Letterman was born in Indianapolis, Indiana. Letterman’s father, Harry Joe Letterman, was a florist who passed away in 1974; his mother Dorothy, a Presbytarian church secretary, is a regular personality on his talk show. He has an older sister, Janice, and a younger sister, Gretchen. He graduated from Broad Ripple High School in Indianapolis and attended Ball State University, receiving a B.A. in telecommunications in 1969. At Ball State he was a member of the Sigma Chi Fraternity. He also began his broadcasting career at Ball State’s student run radio station, WAGO - AM 570 (Now known as WCRD “Cardinal Radio Dave", 91.3). A rare aircheck of Letterman on WAGO can be heard here.




Letterman began work as a radio talk show host and on television as an anchor and weatherman for what became WTHR in Indianapolis. He received recognition for his unpredictable on-air behavior, which included erasing state borders from the weather map and predicting hail stones “the size of canned hams.” One night he reportedly upset his bosses when he congratulated a tropical storm on being upgraded to a hurricane.


In 1975, Letterman moved to California with hopes of becoming a comedy writer and started writing material for sitcoms, such as Good Times.
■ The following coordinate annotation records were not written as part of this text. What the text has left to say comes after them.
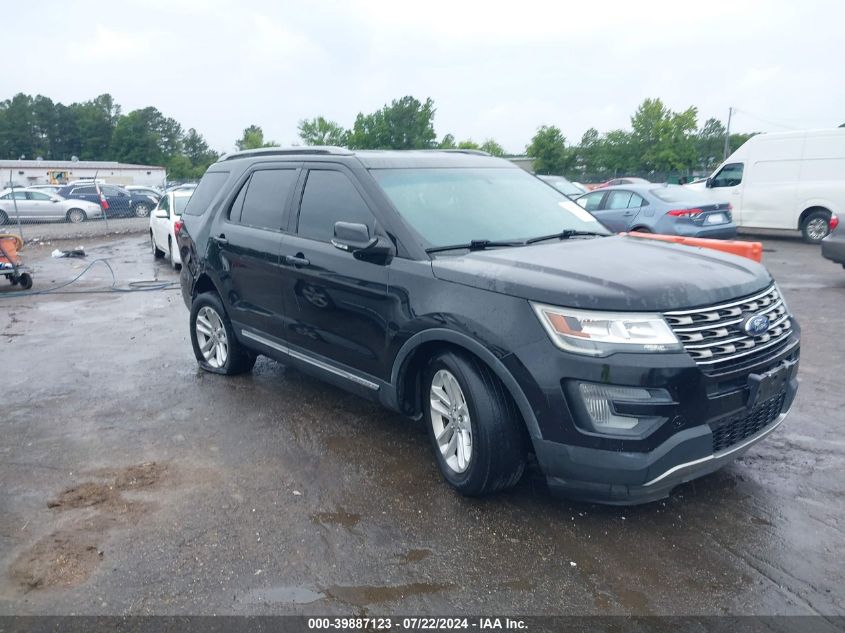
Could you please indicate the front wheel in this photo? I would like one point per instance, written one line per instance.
(213, 338)
(816, 227)
(473, 425)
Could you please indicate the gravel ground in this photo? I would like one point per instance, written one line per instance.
(135, 484)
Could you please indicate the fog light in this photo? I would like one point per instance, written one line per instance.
(632, 411)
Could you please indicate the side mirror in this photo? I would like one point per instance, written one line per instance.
(355, 238)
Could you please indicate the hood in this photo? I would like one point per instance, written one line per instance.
(612, 273)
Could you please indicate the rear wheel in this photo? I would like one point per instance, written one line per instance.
(157, 252)
(473, 425)
(213, 338)
(816, 227)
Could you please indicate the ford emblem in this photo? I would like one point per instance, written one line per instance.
(756, 324)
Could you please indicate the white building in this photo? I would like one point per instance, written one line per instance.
(23, 173)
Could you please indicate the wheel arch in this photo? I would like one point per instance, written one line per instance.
(414, 354)
(812, 209)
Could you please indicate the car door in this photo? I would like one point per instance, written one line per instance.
(726, 186)
(159, 222)
(614, 212)
(245, 247)
(41, 206)
(338, 304)
(15, 204)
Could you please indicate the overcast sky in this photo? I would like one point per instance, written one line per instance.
(494, 69)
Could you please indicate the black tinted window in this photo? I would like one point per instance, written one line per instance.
(266, 195)
(206, 191)
(330, 197)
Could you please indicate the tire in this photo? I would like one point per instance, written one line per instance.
(157, 252)
(233, 358)
(496, 457)
(816, 227)
(25, 281)
(173, 264)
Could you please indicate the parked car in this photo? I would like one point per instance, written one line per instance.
(666, 209)
(153, 193)
(165, 223)
(785, 180)
(459, 289)
(117, 202)
(566, 187)
(33, 204)
(627, 180)
(50, 189)
(833, 246)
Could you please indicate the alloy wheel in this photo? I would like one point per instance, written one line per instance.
(211, 337)
(450, 421)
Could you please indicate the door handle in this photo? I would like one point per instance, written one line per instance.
(297, 260)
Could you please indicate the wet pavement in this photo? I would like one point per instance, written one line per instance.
(134, 483)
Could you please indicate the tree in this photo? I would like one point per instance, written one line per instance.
(448, 142)
(406, 123)
(492, 147)
(253, 138)
(548, 149)
(320, 131)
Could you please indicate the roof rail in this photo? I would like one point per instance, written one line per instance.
(474, 152)
(322, 150)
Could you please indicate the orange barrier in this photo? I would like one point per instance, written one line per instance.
(751, 250)
(11, 245)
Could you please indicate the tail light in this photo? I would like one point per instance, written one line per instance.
(683, 213)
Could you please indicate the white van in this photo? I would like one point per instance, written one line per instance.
(785, 180)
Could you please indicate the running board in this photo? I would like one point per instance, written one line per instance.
(311, 361)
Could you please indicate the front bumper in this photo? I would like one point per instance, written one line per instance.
(833, 247)
(715, 419)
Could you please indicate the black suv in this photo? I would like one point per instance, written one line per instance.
(456, 287)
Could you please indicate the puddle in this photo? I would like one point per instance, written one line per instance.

He also began performing stand-up comedy at The Comedy Store, a famed Los Angeles comedy club and proving ground for young comics.


Letterman had a stint as a cast member on Mary Tyler Moore’s variety show Mary, a guest appearance on Mork & Mindy, and appearances on game shows such as The $20,000 Pyramid. His dry, sarcastic humor caught the attention of talent scouts for Johnny Carson’s The Tonight Show, and starting in 1978, Letterman became a regular guest host for the show.


Letterman was given his own morning comedy show on NBC, The David Letterman Show. The show was a critical success, winning two Emmy Awards and receiving five nominations, but ended up being a ratings disappointment, and was cancelled after a brief run during the summer of 1980. However, NBC kept Letterman under contract, and in 1982, his Late Night with David Letterman debuted on the network.